Nadat in juli 2009 als gevolg van een uitspraak van de hoge raad al was bepaald dat voor de berekening van rest-BPM bij import de handelsprijs in plaats van de verkoopprijs als uitgangspunt mocht dienen, heeft de belastingdienst sinds mei 2010 een nieuwe methode geïntroduceerd om de (hoge) BPM inkomsten te kunnen handhaven. Dit laat XRAY Auto uit Naarden weten aan Aftersales Magazine.
Moest eerst de verhouding bepaald worden tussen de handelswaarde en de nieuwwaarde, vanaf juni 2010 werd dit veranderd in de verhouding tussen de handelswaarde en de inkoopwaarde nieuw. Deze inkoopwaarde zou als volgt moeten worden bepaalt: Consumentenprijs -/- € 500) x 0,88. Als gevolg van deze wijziging is het aandeel tabelaangiftes ten opzichte van koerslijstaangiftes aanzienlijk gestegen.

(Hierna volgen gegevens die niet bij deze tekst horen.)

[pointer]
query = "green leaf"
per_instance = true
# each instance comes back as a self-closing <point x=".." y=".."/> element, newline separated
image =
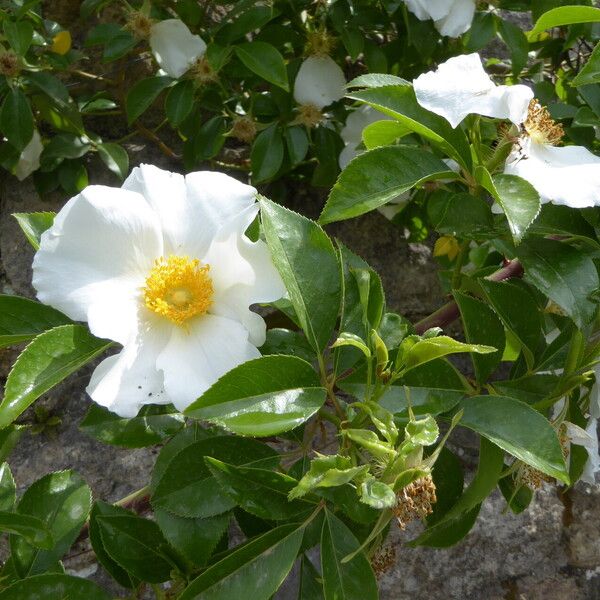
<point x="255" y="570"/>
<point x="135" y="544"/>
<point x="481" y="326"/>
<point x="141" y="96"/>
<point x="429" y="349"/>
<point x="518" y="198"/>
<point x="116" y="571"/>
<point x="262" y="397"/>
<point x="264" y="60"/>
<point x="565" y="15"/>
<point x="149" y="427"/>
<point x="22" y="319"/>
<point x="399" y="102"/>
<point x="590" y="73"/>
<point x="194" y="539"/>
<point x="19" y="35"/>
<point x="454" y="524"/>
<point x="308" y="265"/>
<point x="563" y="273"/>
<point x="115" y="157"/>
<point x="519" y="312"/>
<point x="31" y="529"/>
<point x="179" y="102"/>
<point x="518" y="429"/>
<point x="54" y="586"/>
<point x="62" y="501"/>
<point x="46" y="361"/>
<point x="187" y="487"/>
<point x="375" y="177"/>
<point x="267" y="154"/>
<point x="34" y="224"/>
<point x="260" y="492"/>
<point x="351" y="580"/>
<point x="8" y="489"/>
<point x="16" y="119"/>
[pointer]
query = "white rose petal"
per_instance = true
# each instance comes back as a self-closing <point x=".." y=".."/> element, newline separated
<point x="29" y="161"/>
<point x="95" y="261"/>
<point x="460" y="87"/>
<point x="320" y="81"/>
<point x="567" y="175"/>
<point x="175" y="47"/>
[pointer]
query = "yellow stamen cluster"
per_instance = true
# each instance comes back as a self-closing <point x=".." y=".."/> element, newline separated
<point x="139" y="24"/>
<point x="415" y="501"/>
<point x="319" y="43"/>
<point x="540" y="126"/>
<point x="383" y="560"/>
<point x="178" y="288"/>
<point x="309" y="115"/>
<point x="244" y="129"/>
<point x="202" y="71"/>
<point x="9" y="63"/>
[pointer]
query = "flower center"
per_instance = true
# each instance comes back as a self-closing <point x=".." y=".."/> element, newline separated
<point x="540" y="126"/>
<point x="178" y="288"/>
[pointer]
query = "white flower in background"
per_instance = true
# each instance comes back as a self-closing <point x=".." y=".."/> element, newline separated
<point x="162" y="266"/>
<point x="29" y="161"/>
<point x="175" y="47"/>
<point x="460" y="86"/>
<point x="319" y="82"/>
<point x="567" y="175"/>
<point x="450" y="17"/>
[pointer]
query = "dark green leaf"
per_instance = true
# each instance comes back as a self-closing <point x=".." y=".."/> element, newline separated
<point x="255" y="570"/>
<point x="62" y="501"/>
<point x="22" y="319"/>
<point x="375" y="177"/>
<point x="518" y="429"/>
<point x="262" y="397"/>
<point x="351" y="580"/>
<point x="46" y="361"/>
<point x="308" y="265"/>
<point x="149" y="427"/>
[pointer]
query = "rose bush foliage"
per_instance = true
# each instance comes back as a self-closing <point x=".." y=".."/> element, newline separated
<point x="329" y="430"/>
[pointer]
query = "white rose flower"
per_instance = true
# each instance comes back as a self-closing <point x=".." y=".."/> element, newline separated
<point x="162" y="266"/>
<point x="175" y="47"/>
<point x="29" y="161"/>
<point x="451" y="17"/>
<point x="567" y="175"/>
<point x="319" y="82"/>
<point x="460" y="87"/>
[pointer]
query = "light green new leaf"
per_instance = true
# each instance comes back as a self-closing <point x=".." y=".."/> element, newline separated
<point x="518" y="198"/>
<point x="264" y="60"/>
<point x="308" y="265"/>
<point x="46" y="361"/>
<point x="255" y="570"/>
<point x="378" y="176"/>
<point x="565" y="15"/>
<point x="262" y="397"/>
<point x="62" y="501"/>
<point x="22" y="319"/>
<point x="34" y="224"/>
<point x="518" y="429"/>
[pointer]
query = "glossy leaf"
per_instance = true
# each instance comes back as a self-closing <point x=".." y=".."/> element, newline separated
<point x="375" y="177"/>
<point x="351" y="580"/>
<point x="308" y="265"/>
<point x="518" y="429"/>
<point x="62" y="501"/>
<point x="22" y="319"/>
<point x="47" y="360"/>
<point x="262" y="397"/>
<point x="255" y="570"/>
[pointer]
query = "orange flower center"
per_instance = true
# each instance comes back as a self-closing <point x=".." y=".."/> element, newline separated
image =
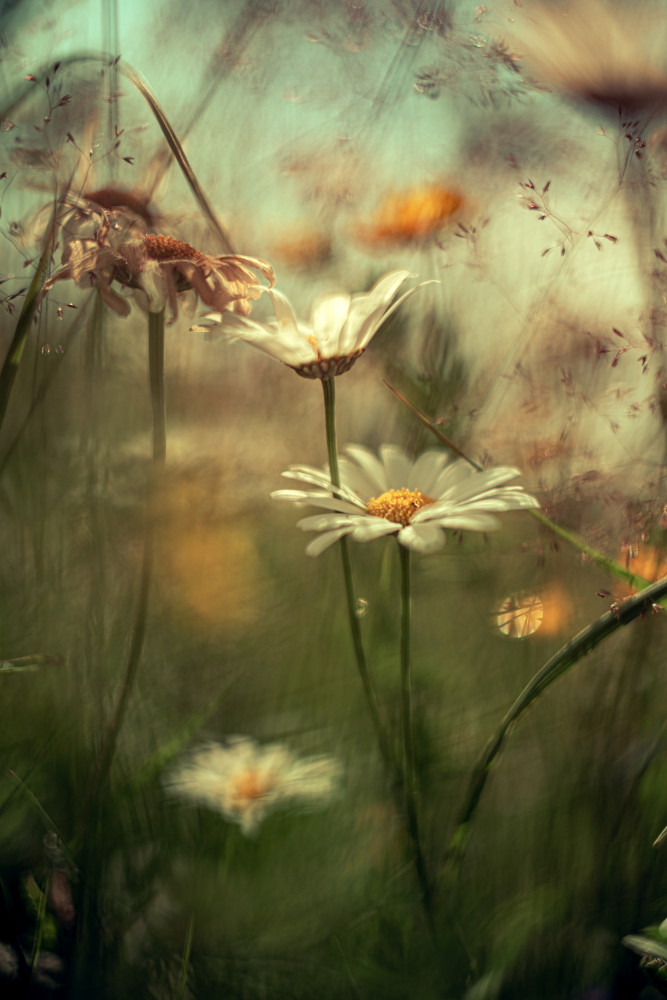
<point x="165" y="248"/>
<point x="250" y="785"/>
<point x="398" y="506"/>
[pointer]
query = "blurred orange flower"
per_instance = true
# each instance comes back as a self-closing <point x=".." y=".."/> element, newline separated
<point x="522" y="614"/>
<point x="413" y="215"/>
<point x="643" y="560"/>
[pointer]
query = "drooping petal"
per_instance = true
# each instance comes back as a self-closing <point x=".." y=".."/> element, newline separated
<point x="479" y="482"/>
<point x="368" y="528"/>
<point x="327" y="318"/>
<point x="371" y="465"/>
<point x="283" y="310"/>
<point x="324" y="522"/>
<point x="463" y="521"/>
<point x="326" y="503"/>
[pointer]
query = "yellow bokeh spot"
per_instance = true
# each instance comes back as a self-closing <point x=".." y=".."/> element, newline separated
<point x="412" y="215"/>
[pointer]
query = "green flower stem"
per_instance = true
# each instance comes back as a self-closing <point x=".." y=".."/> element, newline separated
<point x="156" y="378"/>
<point x="409" y="767"/>
<point x="569" y="654"/>
<point x="329" y="390"/>
<point x="612" y="567"/>
<point x="12" y="361"/>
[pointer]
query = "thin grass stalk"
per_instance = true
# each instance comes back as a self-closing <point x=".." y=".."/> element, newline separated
<point x="39" y="930"/>
<point x="407" y="725"/>
<point x="114" y="64"/>
<point x="187" y="949"/>
<point x="12" y="360"/>
<point x="612" y="567"/>
<point x="156" y="378"/>
<point x="567" y="656"/>
<point x="328" y="388"/>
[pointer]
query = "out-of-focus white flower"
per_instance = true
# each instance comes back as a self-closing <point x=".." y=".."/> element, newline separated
<point x="107" y="247"/>
<point x="394" y="495"/>
<point x="339" y="330"/>
<point x="609" y="53"/>
<point x="245" y="781"/>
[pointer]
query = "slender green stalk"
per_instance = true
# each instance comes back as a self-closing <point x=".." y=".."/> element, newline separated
<point x="409" y="766"/>
<point x="569" y="654"/>
<point x="187" y="949"/>
<point x="12" y="360"/>
<point x="39" y="930"/>
<point x="328" y="388"/>
<point x="156" y="378"/>
<point x="612" y="567"/>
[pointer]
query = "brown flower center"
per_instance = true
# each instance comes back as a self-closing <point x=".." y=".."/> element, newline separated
<point x="325" y="368"/>
<point x="250" y="785"/>
<point x="398" y="506"/>
<point x="165" y="248"/>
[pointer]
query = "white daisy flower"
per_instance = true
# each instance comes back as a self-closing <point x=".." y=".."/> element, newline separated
<point x="245" y="781"/>
<point x="394" y="495"/>
<point x="340" y="328"/>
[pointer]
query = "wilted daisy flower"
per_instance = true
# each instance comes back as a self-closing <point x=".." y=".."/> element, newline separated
<point x="245" y="781"/>
<point x="110" y="247"/>
<point x="339" y="331"/>
<point x="394" y="495"/>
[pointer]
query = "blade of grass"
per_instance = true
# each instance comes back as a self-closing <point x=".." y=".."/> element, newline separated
<point x="186" y="958"/>
<point x="179" y="154"/>
<point x="183" y="735"/>
<point x="569" y="654"/>
<point x="12" y="360"/>
<point x="612" y="567"/>
<point x="170" y="135"/>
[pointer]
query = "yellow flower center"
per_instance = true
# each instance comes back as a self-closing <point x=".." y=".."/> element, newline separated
<point x="250" y="785"/>
<point x="165" y="248"/>
<point x="398" y="506"/>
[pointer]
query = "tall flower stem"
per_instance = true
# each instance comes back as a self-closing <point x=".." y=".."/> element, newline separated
<point x="409" y="766"/>
<point x="156" y="379"/>
<point x="329" y="390"/>
<point x="10" y="366"/>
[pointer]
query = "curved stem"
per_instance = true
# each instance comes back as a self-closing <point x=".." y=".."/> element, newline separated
<point x="569" y="654"/>
<point x="10" y="366"/>
<point x="409" y="766"/>
<point x="329" y="390"/>
<point x="612" y="567"/>
<point x="156" y="378"/>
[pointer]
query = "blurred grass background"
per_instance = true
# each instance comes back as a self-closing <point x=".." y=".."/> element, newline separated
<point x="298" y="119"/>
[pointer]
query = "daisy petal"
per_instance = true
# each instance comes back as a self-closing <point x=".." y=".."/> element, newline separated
<point x="422" y="537"/>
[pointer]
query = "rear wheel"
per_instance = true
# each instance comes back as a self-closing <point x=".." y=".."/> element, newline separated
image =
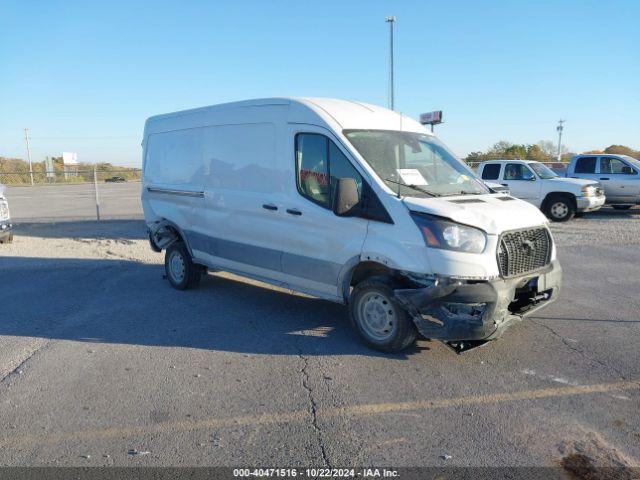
<point x="180" y="270"/>
<point x="560" y="208"/>
<point x="378" y="318"/>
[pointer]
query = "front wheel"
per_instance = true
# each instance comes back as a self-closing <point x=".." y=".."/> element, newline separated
<point x="378" y="318"/>
<point x="560" y="208"/>
<point x="181" y="272"/>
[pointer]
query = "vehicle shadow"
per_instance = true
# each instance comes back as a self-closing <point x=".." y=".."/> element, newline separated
<point x="608" y="212"/>
<point x="127" y="302"/>
<point x="574" y="319"/>
<point x="122" y="229"/>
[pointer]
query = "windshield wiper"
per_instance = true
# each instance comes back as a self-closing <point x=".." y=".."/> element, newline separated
<point x="412" y="186"/>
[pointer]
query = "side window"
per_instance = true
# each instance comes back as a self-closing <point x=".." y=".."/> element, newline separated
<point x="312" y="167"/>
<point x="491" y="171"/>
<point x="614" y="165"/>
<point x="517" y="171"/>
<point x="319" y="165"/>
<point x="340" y="167"/>
<point x="585" y="165"/>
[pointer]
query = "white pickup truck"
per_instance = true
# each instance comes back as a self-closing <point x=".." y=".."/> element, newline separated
<point x="558" y="197"/>
<point x="619" y="175"/>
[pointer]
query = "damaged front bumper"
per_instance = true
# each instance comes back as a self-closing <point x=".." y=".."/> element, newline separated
<point x="453" y="310"/>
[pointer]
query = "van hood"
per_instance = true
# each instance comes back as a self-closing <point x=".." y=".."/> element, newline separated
<point x="488" y="212"/>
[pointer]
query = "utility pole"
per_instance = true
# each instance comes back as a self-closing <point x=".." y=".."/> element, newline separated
<point x="391" y="21"/>
<point x="95" y="191"/>
<point x="559" y="129"/>
<point x="26" y="139"/>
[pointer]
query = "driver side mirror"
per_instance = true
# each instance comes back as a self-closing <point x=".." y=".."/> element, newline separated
<point x="346" y="197"/>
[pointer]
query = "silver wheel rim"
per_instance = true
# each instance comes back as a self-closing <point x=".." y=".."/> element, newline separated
<point x="559" y="210"/>
<point x="177" y="267"/>
<point x="377" y="316"/>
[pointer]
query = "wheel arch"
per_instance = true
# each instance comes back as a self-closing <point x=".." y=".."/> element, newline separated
<point x="569" y="195"/>
<point x="358" y="270"/>
<point x="168" y="228"/>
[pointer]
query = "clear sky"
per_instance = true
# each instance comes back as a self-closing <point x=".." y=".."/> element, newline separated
<point x="84" y="75"/>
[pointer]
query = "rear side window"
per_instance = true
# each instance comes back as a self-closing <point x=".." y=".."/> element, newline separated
<point x="517" y="171"/>
<point x="614" y="165"/>
<point x="491" y="171"/>
<point x="319" y="165"/>
<point x="585" y="165"/>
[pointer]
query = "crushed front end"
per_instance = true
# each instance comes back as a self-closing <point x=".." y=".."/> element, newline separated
<point x="452" y="309"/>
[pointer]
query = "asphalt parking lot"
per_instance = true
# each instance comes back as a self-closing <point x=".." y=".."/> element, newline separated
<point x="74" y="202"/>
<point x="102" y="363"/>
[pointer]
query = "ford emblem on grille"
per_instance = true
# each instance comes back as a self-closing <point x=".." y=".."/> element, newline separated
<point x="523" y="251"/>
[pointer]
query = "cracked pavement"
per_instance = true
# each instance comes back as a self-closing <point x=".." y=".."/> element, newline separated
<point x="99" y="357"/>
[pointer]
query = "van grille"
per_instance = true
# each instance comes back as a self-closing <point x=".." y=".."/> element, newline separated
<point x="524" y="251"/>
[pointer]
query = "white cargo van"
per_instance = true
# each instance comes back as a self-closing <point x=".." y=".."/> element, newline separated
<point x="349" y="202"/>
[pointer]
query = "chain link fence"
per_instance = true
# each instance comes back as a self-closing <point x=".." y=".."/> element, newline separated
<point x="73" y="194"/>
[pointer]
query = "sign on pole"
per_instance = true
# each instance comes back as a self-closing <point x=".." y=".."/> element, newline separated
<point x="431" y="118"/>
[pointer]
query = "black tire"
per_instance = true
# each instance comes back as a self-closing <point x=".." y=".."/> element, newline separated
<point x="559" y="208"/>
<point x="401" y="329"/>
<point x="179" y="268"/>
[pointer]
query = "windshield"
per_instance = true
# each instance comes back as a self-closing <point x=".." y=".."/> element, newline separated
<point x="633" y="161"/>
<point x="542" y="170"/>
<point x="406" y="158"/>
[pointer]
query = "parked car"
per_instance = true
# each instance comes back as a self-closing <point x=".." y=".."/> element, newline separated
<point x="348" y="202"/>
<point x="619" y="175"/>
<point x="6" y="233"/>
<point x="558" y="197"/>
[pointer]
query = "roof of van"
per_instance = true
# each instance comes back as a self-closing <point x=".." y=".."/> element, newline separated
<point x="336" y="113"/>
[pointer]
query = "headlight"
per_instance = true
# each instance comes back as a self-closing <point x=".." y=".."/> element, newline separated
<point x="589" y="191"/>
<point x="441" y="233"/>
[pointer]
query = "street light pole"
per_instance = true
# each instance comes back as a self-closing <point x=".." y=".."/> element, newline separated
<point x="391" y="21"/>
<point x="26" y="139"/>
<point x="559" y="128"/>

De rechtbank heeft de belastingdienst erop gewezen dat deze rekenmethodiek volledig in strijd is met de Europese wetgeving (artikel 110 VWEU). Op 11 januari 2011 heeft de rechtbank in Arnhem de Belastingdienst in het ongelijk gesteld .
Aangezien de uitspraak pas effectief wordt na het verstrijken van de beroepsperiode is het advies na de aangiftes direct bezwaar te maken tegen de hoogte van de aanslag. Zonder dit bezwaar kunnen bedrijven geen aanspraak maken op restitutie van teveel betaalde BPM.
Als gevolg van de uitspraak zal het aandeel koerslijstaangiftes ten opzichte van tabelaangiftes wederom gaan toenemen. Een juiste koerslijstaangifte uit een betrouwbaar systeem kan immers voorkomen dat er teveel BPM wordt berekend en betaald.
Staatssecretaris van Financiën Frans Weekers heeft eerder laten weten in antwoord op Kamervragen dat de BPM-aangifteregels rond de import van auto’s worden aangescherpt. In het vervolg moet er bij de import van een auto, waarvan de waarde bij de aangifte wordt gebaseerd op een taxatierapport, altijd een kopie aankoopfactuur worden geleverd. Ook het betalingsbewijs dient te worden overlegd.